• 09 Les tantes

        Ma tante et mon oncle, Angélina et Alban, ont quitté Bordeaux pour s'installer à Villefranche, un petit trois pièces au centre ville.

       En souvenir de mon séjour à Bordeaux, ma mère ne manquait pas, chaque fois que c'était possible, c'est à dire les jours de foire à Villefranche s'il n'y avait pas école, de m'envoyer les saluer en me faisant des tas de recommandations, politesse etc... Je ne risquais pas d'être impolie car j'étais extrêmement timide envers les gens que je ne connaissais pas, je ne me souvenais pas de mon séjour chez eux, lorsque j'étais petite.

       Ils m'impressionnaient, lui, à cause de sa jambe de bois et elle, elle avait une petite voix douce. Ils étaient très contents de ma visite, j'avais droit à quelques biscuits et ils m'ont invitée à passer quelques jours chez eux, pendant les vacances.

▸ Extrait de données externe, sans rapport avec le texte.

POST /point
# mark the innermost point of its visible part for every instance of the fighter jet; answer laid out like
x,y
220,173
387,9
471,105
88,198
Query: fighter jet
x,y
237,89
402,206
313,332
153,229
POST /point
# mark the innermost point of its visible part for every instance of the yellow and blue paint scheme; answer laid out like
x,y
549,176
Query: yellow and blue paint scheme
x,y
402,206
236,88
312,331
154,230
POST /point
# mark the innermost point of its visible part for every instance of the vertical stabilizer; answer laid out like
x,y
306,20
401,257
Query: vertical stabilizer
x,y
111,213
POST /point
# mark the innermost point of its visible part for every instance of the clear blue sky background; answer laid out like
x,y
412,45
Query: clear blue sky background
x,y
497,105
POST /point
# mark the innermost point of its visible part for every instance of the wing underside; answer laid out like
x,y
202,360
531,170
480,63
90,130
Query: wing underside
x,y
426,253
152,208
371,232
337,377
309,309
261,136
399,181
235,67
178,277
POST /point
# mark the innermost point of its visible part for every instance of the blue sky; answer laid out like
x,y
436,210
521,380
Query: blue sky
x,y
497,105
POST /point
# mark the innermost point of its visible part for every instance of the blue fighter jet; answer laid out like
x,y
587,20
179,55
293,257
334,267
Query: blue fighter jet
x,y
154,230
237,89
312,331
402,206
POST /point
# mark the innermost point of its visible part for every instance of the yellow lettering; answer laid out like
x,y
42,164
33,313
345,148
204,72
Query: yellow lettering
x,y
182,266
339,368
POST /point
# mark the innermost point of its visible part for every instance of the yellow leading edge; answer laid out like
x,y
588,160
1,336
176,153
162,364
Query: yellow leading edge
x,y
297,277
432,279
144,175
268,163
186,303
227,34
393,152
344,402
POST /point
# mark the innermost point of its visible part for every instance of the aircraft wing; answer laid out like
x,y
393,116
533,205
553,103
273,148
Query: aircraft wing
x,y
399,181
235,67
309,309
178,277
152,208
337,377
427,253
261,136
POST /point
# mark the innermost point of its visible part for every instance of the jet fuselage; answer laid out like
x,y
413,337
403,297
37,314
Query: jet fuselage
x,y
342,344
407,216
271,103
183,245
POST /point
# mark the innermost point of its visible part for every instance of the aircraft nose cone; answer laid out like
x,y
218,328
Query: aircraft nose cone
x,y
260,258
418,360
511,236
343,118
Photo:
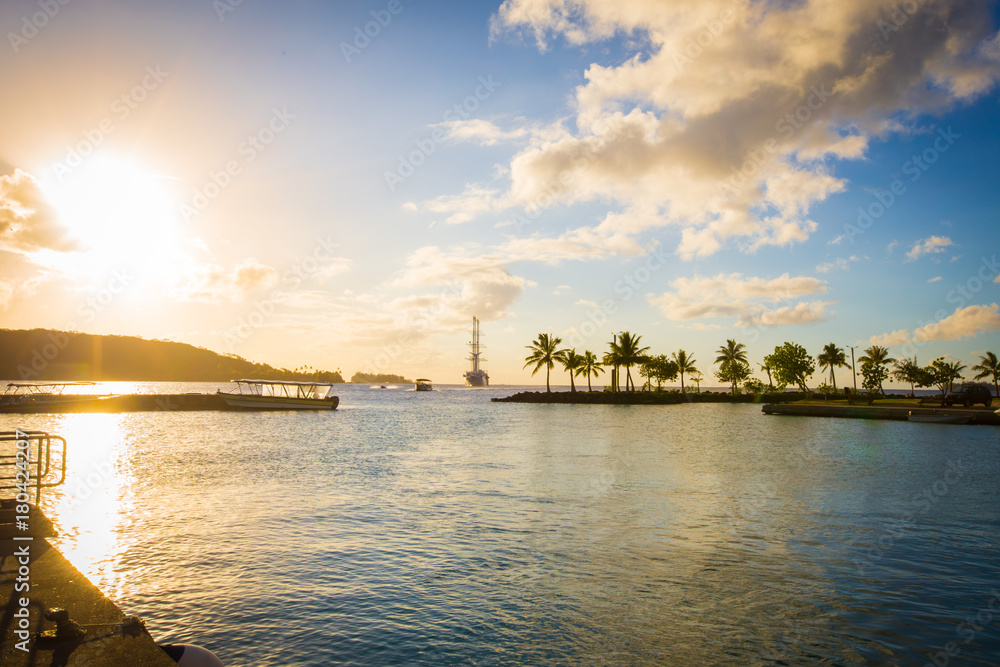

      C’était pour moi un grand évènement, je ne me souvenais pas avoir dormi ailleurs que chez moi, j’étais toute tremblante, et malgré les conseils de ma mère, je ne savais pas comment me tenir. Alors je restais sagement assise sur une chaise et je les observais. J’avais pour seul exemple de couple que mes parents: ma mère criait, mon père se taisait. Je ne savais pas qu’il existait d’autre mode de fonctionnement et j’en faisais l’expérience. Leurs deux personnalités étaient tellement imbriquées, qu’on aurait cru que les deux ne faisait qu’une seule personne. Ils ne se séparaient jamais, même pour un bref instant, allaient partout ensembles, faisait tout ensemble. Quant l’un balayait, l’autre    prenait la pelle, l’un épluchait les légumes, l’autre les lavait, ils faisaient le lit à deux, lessivaient à deux,.. tout... tout et tout le temps. Parfois ils n’étaient pas du même avis, mais ils ne se disputaient jamais; ils se faisaient ‘la tête’ c‘était sans doute plus élégant. Pour éviter de se parler, se faisaient des gestes; ça ne durait pas bien longtemps mais ça les prenaient souvent. Je ne m’apercevais de rien et je pensais que ça devait être çà ‘l’amour’. Assise sur ma chaise, je ne bougeais pas, ils s'inquiétaient un peu et me disaient: « -tu ne t’ennuies pas? ». Non, je ne m’ennuyais pas, j’étais comme au théâtre car en effet, leur vie était théâtrale. Le plus surprenant (pour moi) c’est qu’ils s’embrassaient tout le temps, des baisers partout, les mains, les bras, le visage, les lèvres...

     

     J’avais déjà vu quelques jeunes gens amoureux mais des gens de l’age de mes parents, j’étais effarée, stupéfaite, je ne trouve pas de mots adéquats. Je pensais, dans ma petite tête d’enfant, que ce devait être ça, l’idéal de l’amour.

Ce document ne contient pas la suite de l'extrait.